Installation#
PyPI release#
The latest tagged release is available on PyPI and can be installed with pip. We recommend using an isolated environment (venv, micromamba or conda):
python -m venv .venv # optional but encouraged
source .venv/bin/activate
pip install gato-hep
The base install targets CPU execution and pulls the matching TensorFlow/TensorFlow-Probability versions automatically. Optional extras:
pip install "gato-hep[gpu]" # CUDA-enabled TensorFlow wheels
pip install "gato-hep[dev]" # linting + testing helpers for development
When using the gpu extra make sure the host already provides compatible NVIDIA drivers and CUDA libraries.
Editable install from source#
To track main or contribute patches, install the repository in editable mode:
git clone https://github.com/FloMau/gato-hep.git
cd gato-hep
python -m venv .venv
source .venv/bin/activate
pip install -e ".[dev]"
You can append [gpu] to the extras list if you need the CUDA stack in the same environment (pip install -e ".[dev,gpu]").
Post-install check#
Confirm that the package imports correctly and report the version:
python -c "import gatohep; print(f'gato-hep version {gatohep.__version__} installed.')"

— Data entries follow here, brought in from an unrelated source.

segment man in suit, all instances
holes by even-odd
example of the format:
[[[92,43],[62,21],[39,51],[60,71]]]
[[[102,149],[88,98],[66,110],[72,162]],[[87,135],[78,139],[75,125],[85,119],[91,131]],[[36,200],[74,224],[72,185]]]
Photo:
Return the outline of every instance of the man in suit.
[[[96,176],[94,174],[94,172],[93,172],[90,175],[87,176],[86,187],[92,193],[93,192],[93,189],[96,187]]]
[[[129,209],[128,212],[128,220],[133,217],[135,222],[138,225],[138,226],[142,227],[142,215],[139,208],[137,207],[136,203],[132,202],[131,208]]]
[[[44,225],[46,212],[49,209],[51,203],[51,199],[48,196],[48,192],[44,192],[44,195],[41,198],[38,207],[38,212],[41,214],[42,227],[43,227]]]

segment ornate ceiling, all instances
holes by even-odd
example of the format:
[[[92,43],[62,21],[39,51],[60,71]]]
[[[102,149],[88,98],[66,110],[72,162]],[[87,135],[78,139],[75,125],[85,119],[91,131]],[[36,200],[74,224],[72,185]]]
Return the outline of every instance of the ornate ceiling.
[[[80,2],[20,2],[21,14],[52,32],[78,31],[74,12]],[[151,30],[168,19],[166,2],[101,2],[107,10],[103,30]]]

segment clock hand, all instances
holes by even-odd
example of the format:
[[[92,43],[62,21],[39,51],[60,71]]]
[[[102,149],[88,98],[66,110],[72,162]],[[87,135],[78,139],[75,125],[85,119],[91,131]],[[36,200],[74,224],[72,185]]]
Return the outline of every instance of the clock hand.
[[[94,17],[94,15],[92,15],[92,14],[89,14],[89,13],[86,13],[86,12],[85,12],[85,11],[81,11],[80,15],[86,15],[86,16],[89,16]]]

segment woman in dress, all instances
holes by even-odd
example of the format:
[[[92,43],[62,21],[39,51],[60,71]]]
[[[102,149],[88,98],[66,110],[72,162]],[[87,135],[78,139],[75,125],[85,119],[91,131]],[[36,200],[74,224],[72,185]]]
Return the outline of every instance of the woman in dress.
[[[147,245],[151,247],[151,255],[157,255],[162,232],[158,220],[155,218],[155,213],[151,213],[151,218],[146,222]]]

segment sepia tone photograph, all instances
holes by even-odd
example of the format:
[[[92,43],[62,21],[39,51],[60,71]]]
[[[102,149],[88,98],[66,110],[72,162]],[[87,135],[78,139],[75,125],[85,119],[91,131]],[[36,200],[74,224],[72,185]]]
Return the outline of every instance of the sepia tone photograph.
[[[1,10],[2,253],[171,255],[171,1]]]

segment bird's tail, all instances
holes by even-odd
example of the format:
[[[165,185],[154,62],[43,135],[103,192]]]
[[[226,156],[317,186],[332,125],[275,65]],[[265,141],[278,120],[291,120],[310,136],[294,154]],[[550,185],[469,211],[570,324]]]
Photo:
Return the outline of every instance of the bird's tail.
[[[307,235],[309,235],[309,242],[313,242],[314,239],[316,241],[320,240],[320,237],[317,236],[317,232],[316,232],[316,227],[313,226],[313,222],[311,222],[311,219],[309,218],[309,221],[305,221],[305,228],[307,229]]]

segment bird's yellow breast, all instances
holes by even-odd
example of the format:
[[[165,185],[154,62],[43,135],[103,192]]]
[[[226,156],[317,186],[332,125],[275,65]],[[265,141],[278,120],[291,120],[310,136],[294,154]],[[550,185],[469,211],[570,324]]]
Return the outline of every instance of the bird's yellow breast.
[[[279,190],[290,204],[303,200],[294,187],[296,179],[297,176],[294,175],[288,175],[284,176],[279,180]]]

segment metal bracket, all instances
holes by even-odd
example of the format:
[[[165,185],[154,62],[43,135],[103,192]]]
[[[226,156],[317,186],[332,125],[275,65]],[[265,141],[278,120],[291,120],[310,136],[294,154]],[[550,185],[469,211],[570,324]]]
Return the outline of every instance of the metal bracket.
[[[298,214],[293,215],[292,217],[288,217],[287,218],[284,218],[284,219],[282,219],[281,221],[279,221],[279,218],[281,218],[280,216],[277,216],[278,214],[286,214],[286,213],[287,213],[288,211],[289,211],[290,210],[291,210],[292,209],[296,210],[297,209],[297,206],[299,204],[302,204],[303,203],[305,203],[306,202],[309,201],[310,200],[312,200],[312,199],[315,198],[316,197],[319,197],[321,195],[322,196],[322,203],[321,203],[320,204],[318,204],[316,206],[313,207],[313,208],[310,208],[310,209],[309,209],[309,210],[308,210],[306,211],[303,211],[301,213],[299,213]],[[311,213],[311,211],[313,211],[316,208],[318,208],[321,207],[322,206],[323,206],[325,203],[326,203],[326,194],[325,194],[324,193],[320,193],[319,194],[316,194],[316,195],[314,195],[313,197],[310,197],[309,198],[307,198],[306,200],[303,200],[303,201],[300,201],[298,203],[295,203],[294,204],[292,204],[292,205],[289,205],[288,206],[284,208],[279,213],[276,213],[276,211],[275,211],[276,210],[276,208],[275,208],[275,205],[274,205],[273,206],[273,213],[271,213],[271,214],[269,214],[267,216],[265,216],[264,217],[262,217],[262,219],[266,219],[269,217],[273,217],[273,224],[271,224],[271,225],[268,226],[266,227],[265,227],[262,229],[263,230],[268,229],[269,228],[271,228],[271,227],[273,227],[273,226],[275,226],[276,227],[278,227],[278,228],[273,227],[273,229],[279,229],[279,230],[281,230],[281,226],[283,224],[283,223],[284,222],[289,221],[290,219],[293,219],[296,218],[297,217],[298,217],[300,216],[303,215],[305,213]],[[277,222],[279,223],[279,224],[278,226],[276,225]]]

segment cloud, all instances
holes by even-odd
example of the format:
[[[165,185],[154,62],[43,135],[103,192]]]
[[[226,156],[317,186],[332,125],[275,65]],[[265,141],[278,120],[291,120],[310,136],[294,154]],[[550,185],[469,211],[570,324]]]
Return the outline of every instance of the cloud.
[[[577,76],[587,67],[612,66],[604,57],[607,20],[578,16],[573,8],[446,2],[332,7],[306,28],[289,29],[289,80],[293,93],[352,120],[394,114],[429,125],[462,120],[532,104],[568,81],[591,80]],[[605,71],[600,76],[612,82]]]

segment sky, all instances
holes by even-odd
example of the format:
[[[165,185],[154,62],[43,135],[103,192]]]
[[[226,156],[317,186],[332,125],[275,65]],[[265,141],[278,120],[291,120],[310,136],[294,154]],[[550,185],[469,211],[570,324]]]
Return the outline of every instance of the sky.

Environment compatibility#
Python
>=3.10.TensorFlow
2.17–2.19and TensorFlow-Probability>=0.24(installed automatically through the dependency metadata).ml_dtypes >= 0.4.1.
If pip cannot find compatible TensorFlow wheels (e.g. on Apple Silicon), install the platform-specific tensorflow-macos / tensorflow-metal packages first and then re-run pip install gato-hep. See the official TensorFlow release notes for detailed platform guidance.